Pregnant Vegetarians, The Best Foods To Eat

Vegetarians are often concerned with their chosen diet when they get pregnant. During pregnancy, a woman's diet requires a 30% increase in protein intake and some vegetarians think that their diet is not enough for their baby's development. Aside from protein, calcium intake is also a big concern for vegetarians, especially among vegan vegetarians who completely exclude dairy produce in their diet which are a primary source of calcium. The purpose of this article is to identify the foods to eat when pregnant for vegetarians who wish to continue their healthy vegetarian diet.


As mentioned above, protein is very important during pregnancy as protein helps in building human cells and for the fetus inside the womb, cells multiply rapidly. Thus, adequate supply of protein is needed to keep up with the fast cell production of the baby. Aside from animal sources, vegetarians can get their protein from plant sources like soya, tofu, beans, lentils, tempeh, legumes and chicken peas. For lacto-ovo vegetarians, pregnant women can get protein from eggs.

If pregnant vegetarians are concerned that their alternative protein sources are not enough, they can combine their protein intake with foods rich in amino acids which also helps in cell generation. Foods rich in amino acids that also comply with the vegetarian diet are grains and brown rice.

Calcium is also essential when pregnant. This mineral is important for the baby's bone and teeth development and for the mother to prevent osteoporosis. A pregnant woman must consume 4 portions of foods rich in calcium a day. Calcium intake is not a big issue among many types of vegetarians since most of them include dairy products in their diet. However it is a concern for vegetarians that exclude diary products.

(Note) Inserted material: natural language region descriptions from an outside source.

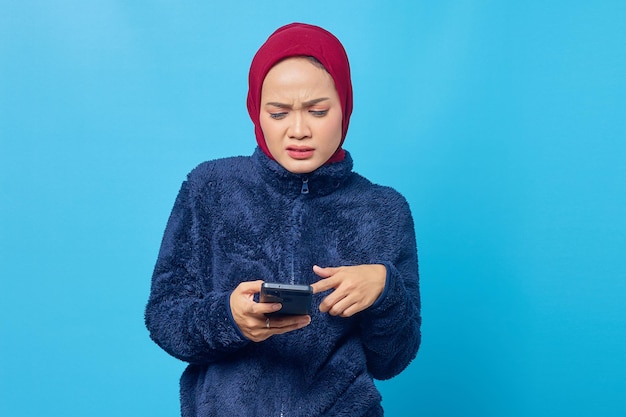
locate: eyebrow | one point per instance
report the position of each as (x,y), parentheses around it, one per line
(289,106)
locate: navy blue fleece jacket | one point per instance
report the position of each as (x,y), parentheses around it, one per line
(246,218)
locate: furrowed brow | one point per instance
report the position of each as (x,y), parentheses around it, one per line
(289,106)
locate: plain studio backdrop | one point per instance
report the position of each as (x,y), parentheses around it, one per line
(502,122)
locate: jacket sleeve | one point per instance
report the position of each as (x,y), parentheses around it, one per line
(390,329)
(184,315)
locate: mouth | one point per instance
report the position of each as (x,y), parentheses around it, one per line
(300,152)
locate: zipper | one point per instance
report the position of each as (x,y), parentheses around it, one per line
(305,185)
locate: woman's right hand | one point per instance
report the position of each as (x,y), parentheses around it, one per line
(250,316)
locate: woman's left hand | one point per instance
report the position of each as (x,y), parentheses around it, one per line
(355,287)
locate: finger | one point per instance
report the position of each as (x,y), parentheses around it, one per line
(324,272)
(265,308)
(331,304)
(250,287)
(325,284)
(283,324)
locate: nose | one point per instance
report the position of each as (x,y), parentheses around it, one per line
(299,128)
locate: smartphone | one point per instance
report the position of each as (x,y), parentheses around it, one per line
(295,299)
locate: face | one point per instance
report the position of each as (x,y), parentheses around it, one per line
(300,115)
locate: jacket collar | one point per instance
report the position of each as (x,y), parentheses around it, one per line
(322,181)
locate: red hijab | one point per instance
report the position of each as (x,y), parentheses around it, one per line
(299,39)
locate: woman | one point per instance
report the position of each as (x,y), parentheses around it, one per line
(293,212)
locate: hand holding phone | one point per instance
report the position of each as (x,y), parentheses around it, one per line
(295,299)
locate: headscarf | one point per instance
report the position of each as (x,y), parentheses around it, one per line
(300,39)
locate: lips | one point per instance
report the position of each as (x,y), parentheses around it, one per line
(300,152)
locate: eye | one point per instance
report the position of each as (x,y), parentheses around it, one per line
(278,116)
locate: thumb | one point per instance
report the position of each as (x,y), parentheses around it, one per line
(250,287)
(323,272)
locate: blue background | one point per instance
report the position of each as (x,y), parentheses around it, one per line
(503,123)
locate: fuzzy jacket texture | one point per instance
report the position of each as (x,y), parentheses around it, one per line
(246,218)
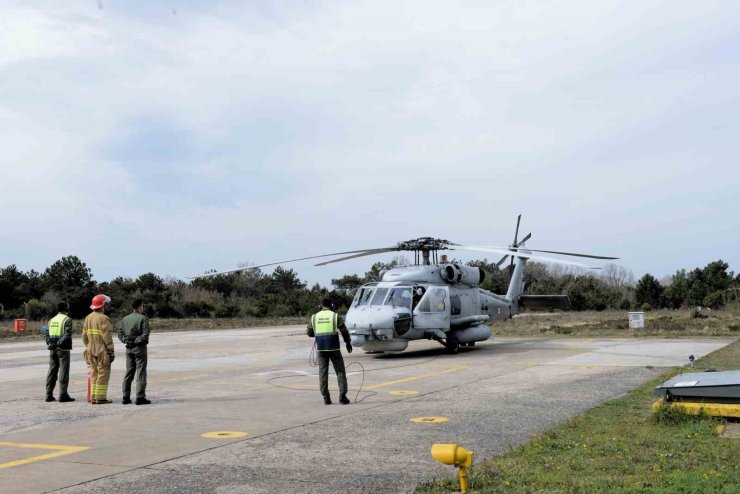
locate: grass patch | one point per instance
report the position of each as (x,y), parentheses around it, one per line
(619,446)
(661,323)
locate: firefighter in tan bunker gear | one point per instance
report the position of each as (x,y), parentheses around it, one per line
(97,335)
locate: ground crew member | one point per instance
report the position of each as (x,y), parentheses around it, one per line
(97,335)
(325,326)
(59,343)
(134,333)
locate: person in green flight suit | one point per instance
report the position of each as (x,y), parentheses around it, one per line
(59,343)
(325,327)
(134,333)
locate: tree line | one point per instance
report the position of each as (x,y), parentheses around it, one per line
(252,293)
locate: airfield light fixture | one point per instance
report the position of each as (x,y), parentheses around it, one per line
(456,455)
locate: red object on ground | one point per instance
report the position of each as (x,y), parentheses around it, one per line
(20,326)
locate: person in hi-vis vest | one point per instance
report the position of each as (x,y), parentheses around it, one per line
(325,327)
(59,343)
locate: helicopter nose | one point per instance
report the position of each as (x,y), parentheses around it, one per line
(380,323)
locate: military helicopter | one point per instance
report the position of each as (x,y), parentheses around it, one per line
(435,299)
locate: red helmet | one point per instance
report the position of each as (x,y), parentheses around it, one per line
(99,301)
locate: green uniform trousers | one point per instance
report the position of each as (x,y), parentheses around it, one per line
(338,362)
(58,365)
(136,359)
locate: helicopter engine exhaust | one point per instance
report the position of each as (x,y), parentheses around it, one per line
(473,334)
(454,273)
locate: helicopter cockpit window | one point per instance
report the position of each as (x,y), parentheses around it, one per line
(379,296)
(399,297)
(363,297)
(433,301)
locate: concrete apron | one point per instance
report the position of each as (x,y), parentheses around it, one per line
(258,382)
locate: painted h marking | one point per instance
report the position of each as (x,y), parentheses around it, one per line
(58,451)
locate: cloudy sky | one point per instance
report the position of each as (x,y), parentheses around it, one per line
(177,136)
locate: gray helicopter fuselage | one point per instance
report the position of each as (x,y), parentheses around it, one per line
(424,302)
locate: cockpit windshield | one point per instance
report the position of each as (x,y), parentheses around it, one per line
(363,296)
(379,296)
(399,296)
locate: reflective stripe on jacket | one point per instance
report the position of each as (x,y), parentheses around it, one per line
(97,334)
(60,331)
(56,325)
(326,329)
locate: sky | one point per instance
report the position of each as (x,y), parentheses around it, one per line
(179,136)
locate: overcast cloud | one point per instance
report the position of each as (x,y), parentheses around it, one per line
(178,136)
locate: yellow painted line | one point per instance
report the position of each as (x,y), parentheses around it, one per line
(223,434)
(429,420)
(713,409)
(416,378)
(59,451)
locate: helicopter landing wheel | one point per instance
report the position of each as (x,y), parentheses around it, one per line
(452,346)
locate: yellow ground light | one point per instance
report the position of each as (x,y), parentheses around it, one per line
(429,420)
(58,451)
(223,434)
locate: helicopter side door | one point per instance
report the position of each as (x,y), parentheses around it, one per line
(433,310)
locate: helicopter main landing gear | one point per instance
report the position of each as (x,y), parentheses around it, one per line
(452,346)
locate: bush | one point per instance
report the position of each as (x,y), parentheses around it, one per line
(226,310)
(37,310)
(714,300)
(197,309)
(167,310)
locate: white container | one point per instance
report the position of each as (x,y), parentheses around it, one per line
(637,320)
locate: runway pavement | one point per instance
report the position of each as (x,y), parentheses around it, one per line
(257,395)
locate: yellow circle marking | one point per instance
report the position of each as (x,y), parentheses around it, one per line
(429,420)
(223,434)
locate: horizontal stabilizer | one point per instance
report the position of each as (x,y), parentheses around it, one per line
(539,302)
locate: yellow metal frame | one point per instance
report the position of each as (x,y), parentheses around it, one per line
(58,451)
(711,409)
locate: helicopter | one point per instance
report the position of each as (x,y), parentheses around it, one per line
(435,299)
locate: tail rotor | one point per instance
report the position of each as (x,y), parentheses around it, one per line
(514,247)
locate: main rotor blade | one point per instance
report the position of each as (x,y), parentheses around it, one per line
(523,254)
(208,275)
(529,235)
(363,254)
(574,254)
(501,261)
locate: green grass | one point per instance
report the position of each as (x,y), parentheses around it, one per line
(661,323)
(619,446)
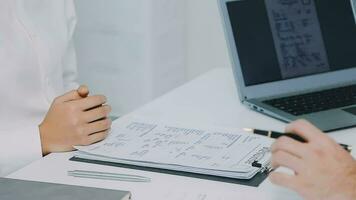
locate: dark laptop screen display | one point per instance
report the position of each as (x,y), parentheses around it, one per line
(284,39)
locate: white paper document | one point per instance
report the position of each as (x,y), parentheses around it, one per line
(211,151)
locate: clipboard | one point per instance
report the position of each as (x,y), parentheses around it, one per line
(253,182)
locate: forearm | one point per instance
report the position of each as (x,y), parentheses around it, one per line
(18,148)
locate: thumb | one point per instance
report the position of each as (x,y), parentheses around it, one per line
(83,91)
(69,96)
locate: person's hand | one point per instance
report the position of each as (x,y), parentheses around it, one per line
(74,119)
(322,168)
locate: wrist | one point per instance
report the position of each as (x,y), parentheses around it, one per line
(44,146)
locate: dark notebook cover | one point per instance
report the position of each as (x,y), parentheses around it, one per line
(254,182)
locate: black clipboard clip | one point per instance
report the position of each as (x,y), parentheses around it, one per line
(264,169)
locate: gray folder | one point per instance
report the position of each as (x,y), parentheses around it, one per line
(12,189)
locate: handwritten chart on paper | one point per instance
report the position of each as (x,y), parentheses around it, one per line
(297,37)
(213,149)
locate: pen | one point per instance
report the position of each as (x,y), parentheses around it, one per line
(275,135)
(108,176)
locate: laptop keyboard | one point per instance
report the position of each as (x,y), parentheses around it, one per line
(316,101)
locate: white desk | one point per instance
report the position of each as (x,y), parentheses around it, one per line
(209,100)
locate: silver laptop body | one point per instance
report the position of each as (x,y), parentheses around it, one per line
(264,57)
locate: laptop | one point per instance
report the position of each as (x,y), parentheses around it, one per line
(295,59)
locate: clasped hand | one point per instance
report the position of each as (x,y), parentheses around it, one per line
(75,119)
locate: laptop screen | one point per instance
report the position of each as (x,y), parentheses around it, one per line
(283,39)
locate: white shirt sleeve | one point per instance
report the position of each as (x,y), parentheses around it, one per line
(13,156)
(69,59)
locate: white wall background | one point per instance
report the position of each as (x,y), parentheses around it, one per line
(135,50)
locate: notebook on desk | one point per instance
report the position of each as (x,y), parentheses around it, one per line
(207,152)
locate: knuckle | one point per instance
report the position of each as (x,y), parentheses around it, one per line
(56,100)
(80,131)
(84,141)
(107,123)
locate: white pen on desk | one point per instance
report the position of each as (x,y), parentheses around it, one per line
(108,176)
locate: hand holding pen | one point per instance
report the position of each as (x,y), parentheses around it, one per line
(322,168)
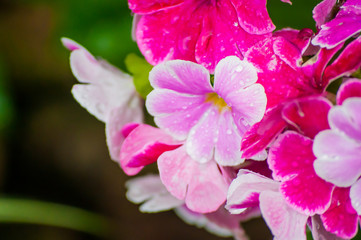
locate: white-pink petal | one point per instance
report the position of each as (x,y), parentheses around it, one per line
(284,222)
(150,191)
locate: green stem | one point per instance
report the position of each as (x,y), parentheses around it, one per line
(52,214)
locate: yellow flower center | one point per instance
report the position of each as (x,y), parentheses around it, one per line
(217,101)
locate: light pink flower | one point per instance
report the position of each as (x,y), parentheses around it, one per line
(278,62)
(106,92)
(250,189)
(199,31)
(201,186)
(340,164)
(150,191)
(346,24)
(211,119)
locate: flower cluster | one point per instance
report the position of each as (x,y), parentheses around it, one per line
(248,121)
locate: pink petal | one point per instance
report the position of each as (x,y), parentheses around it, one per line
(300,184)
(259,23)
(108,87)
(308,115)
(260,135)
(143,146)
(338,30)
(276,71)
(351,88)
(347,63)
(340,163)
(284,222)
(201,185)
(347,118)
(322,12)
(232,74)
(71,44)
(300,38)
(146,7)
(355,195)
(118,118)
(203,136)
(164,101)
(245,189)
(221,35)
(314,68)
(181,76)
(227,152)
(178,124)
(175,38)
(248,106)
(341,219)
(150,191)
(319,232)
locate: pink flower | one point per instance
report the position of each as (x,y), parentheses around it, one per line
(278,61)
(346,24)
(106,92)
(199,31)
(340,164)
(201,186)
(250,190)
(210,119)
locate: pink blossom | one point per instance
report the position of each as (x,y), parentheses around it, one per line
(106,92)
(199,31)
(284,77)
(210,119)
(346,24)
(340,164)
(250,189)
(201,186)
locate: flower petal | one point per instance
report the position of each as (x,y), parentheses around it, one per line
(260,135)
(341,219)
(143,146)
(181,76)
(150,190)
(203,136)
(259,23)
(300,184)
(201,185)
(308,115)
(146,7)
(245,189)
(227,148)
(355,195)
(351,88)
(347,63)
(347,118)
(340,163)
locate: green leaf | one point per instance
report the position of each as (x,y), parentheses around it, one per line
(140,69)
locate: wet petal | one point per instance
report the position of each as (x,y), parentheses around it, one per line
(150,191)
(341,219)
(143,146)
(284,222)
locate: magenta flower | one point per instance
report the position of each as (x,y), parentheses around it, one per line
(210,119)
(278,61)
(106,92)
(201,186)
(346,24)
(250,190)
(199,31)
(341,163)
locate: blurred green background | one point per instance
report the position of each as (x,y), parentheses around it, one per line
(50,148)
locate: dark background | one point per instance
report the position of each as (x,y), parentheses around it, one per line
(50,148)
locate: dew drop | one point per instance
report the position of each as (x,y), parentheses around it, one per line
(239,68)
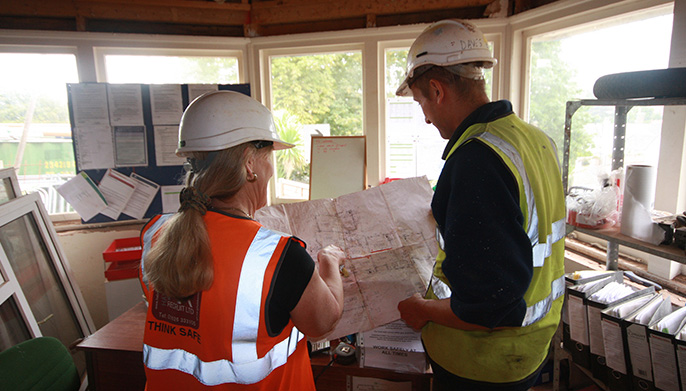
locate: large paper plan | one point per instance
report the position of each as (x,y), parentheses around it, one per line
(388,235)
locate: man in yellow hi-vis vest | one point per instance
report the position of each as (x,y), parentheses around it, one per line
(496,293)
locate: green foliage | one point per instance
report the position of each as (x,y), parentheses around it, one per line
(395,70)
(14,105)
(290,163)
(320,89)
(551,86)
(211,70)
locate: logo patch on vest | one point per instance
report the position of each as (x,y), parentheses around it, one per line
(175,312)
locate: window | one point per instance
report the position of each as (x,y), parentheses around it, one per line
(313,94)
(39,295)
(565,67)
(171,69)
(35,135)
(413,147)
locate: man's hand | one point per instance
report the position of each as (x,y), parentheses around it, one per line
(412,311)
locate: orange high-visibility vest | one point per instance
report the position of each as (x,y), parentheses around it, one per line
(219,337)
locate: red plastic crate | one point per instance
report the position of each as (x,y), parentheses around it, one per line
(122,270)
(122,250)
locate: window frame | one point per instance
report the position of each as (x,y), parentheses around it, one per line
(510,36)
(101,52)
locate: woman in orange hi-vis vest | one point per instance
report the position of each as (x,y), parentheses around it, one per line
(230,302)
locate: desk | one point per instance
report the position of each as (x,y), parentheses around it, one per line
(114,354)
(114,360)
(335,377)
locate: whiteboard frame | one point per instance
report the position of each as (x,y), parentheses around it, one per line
(343,172)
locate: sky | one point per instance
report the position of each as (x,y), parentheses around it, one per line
(636,46)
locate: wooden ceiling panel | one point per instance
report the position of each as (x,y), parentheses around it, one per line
(298,11)
(238,17)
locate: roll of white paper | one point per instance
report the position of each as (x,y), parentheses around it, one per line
(639,200)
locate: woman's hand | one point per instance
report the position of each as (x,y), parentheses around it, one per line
(411,311)
(321,305)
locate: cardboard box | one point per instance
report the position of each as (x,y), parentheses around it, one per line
(394,346)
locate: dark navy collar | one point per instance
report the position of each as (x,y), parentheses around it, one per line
(486,113)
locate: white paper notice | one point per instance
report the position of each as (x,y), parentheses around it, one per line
(195,90)
(170,198)
(126,104)
(578,326)
(393,346)
(82,194)
(89,101)
(142,197)
(94,147)
(166,104)
(117,189)
(130,146)
(166,141)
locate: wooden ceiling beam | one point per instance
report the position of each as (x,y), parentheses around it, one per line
(295,11)
(167,11)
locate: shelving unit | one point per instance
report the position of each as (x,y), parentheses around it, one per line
(612,235)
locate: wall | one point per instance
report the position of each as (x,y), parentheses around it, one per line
(83,249)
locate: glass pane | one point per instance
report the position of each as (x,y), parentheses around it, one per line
(13,329)
(35,135)
(171,69)
(566,68)
(413,148)
(318,94)
(6,191)
(33,267)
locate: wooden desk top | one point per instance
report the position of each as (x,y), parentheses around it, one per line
(125,333)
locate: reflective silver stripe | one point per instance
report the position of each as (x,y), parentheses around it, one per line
(541,251)
(539,310)
(439,239)
(247,316)
(147,240)
(440,289)
(222,371)
(516,159)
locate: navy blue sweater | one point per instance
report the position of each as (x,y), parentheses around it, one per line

Foods to eat when pregnant that are good sources of calcium are yoghurt, dried fruits, nuts, seeds and dark green vegetables like broccoli and spinach. Vegetarians can also get calcium from soya drinks and margarine fortified with Vitamin D. All vegetarians can supplement their calcium intake by sun exposure during the early morning and late afternoon.

Another nutrient that is important for pregnancy and for vegetarians is Vitamin B12. This vitamin is needed for the baby's cell and tissue production and for mothers who wants to breastfeed their baby. Vegetarians can get this vitamin from cereals and vitamin B12-enriched soya milk.

In conclusion, pregnancy should not stop a vegetarian from their healthy diet as being vegetarian can help in producing a very healthy baby and having a trouble-free pregnancy. Consult your doctor for the daily recommended allowance of the foods to eat when pregnant for vegetarians, as well as other supplements to achieve enough protein, calcium and Vitamin B12 nutritional requirements.